The UK's callous disregard for Northern Ireland has felt like a betrayal
Northern Ireland voted against Brexit, in large part because they could see what seems to have eluded Theresa May: that EU membership was part of the magic that made peace possible
Image credit: David Anderson
Pin-up pop star Fran O’Toole was machine-gunned so many times in the face, when he was murdered alongside two of his Miami Showband mates, that his head was almost completely destroyed. The Miami Showband was one of the most popular live acts in Ireland in the early 70s and had particular importance for the young people of Northern Ireland, for whom they offered a respite from the relentless sectarianism of the time. No one cared whether you were Protestant or Catholic when you were dancing to the showbands.
Recently the subject of documentaries on both BBC Four and Netflix, the 1975 Miami Showband killings were one of the worst atrocities of the Troubles. The renewed interest in their story – largely forgotten outside Northern Ireland – is a timely reminder of what is put at risk by irresponsible Brexit gambling over a hard border in Ireland.
On the evening of 31 July 1975, the young men in the band were on their way home to Dublin from a gig in Banbridge when they were stopped at a checkpoint. The uniformed men who pulled them over attempted to plant a bomb on their bus, but it exploded prematurely, killing two of the would-be bombers. The remaining gunmen opened fire on the dazed band, killing three of them and injuring two.
Three members of loyalist paramilitary organisation the Ulster Volunteer Force, all also either serving or former members of the British Army’s Ulster Defence Regiment, were convicted of the crime. Relentless years of campaigning for truth by surviving band member Stephen Travers – himself lucky to escape with his life after being shot with an exploding ‘dumdum’ bullet – uncovered persistent accusations of involvement by British military intelligence agents. It’s believed that the plan was to plant the bomb on the band’s bus to frame them as terrorist supporters and therefore precipitate harsher border checks.
For those of us who grew up in Northern Ireland, stories like this and the better known Bloody Sunday murders are part of the fabric of our identity, our understanding of history – and of our frequently strained relationship to the state.
It’s through the prism of recent history, in which a bunch of lads who just wanted to bring a party to those who sorely needed it might be used as pawns in a war on home soil, that I heard Conservative peer Lord King on BBC Radio 4’s Today programme say that the border in Ireland is a “bargaining chip” that should not have been played so early in Brexit negotiations with the EU. And it’s why my blood boils that this opinion is now so mainstream he was not even challenged on his desire to risk Northern Irish lives in order to thumb his nose at Brussels.
Since the hard-won miracle of the Good Friday Agreement, it has been easy for the rest of the UK to forget the social, political and psychological scars that still criss-cross Northern Ireland. The short memories of some in the British establishment are in stark contrast to the more robust recollections across the water. There are weak points in my homeland to which we’d do well not to apply pressure.
Northern Ireland voted against Brexit, in large part because they could see what seems to have eluded Theresa May: that EU membership was part of the magic that made peace possible. It squared the circle by allowing everyone to behave as though there was no border to fight over, and by gifting us all an overriding identity. No possible Brexit can do that.
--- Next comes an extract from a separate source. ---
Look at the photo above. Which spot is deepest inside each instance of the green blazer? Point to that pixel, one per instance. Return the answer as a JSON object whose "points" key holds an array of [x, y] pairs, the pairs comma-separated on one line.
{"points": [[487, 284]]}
The peace process was only possible because of the efforts of both John Major and Tony Blair’s governments to rebuild Northern Irish trust in the British state, to convince us they would no longer play games with the lives of innocent Northern Irish men and women and that the days of the British Army murdering people on UK soil were over. Brexit has done no one’s trust in the UK Government any good, but the callous disregard for Northern Ireland has felt like a particular betrayal to those of us who took a leap of faith in the 1990s.
The current government is not worthy of that belief. They have repeatedly undermined the spirit of the Good Friday Agreement, and not only through their cavalier attitude to the maintenance of an open border. Their marriage of convenience to the DUP calls into question their even-handedness towards the communities of Northern Ireland, and has further hampered ongoing campaigns for the extension of equal marriage and abortion rights to the province. Their competence is questionable following the admission by the clueless secretary of state, Karen Bradley, that she did not understand that nationalists did not vote for unionist parties during elections.
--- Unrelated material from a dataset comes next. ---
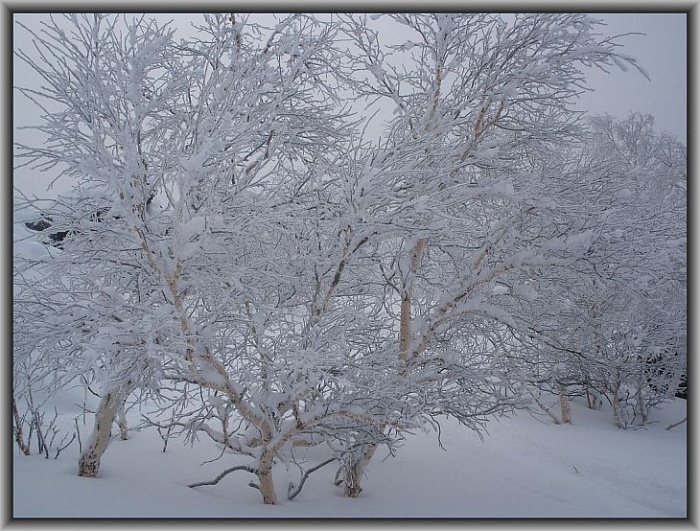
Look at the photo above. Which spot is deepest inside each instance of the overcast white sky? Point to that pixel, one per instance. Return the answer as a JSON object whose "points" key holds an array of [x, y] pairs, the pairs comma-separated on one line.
{"points": [[662, 52]]}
In Belfast for Mother’s Day, I found a city daubed with campaign posters for the upcoming council elections. Sinn Fein posters pointedly shout loud for marriage equality – gesturing to the progressive moves made by Ireland in the last few years. Until recently, I believed that most in Northern Ireland were happy to let sleeping dogs lie and maintain our current equilibrium, but with trust in the UK Government at an all-time low, a progressive, united Ireland looks ever more tempting.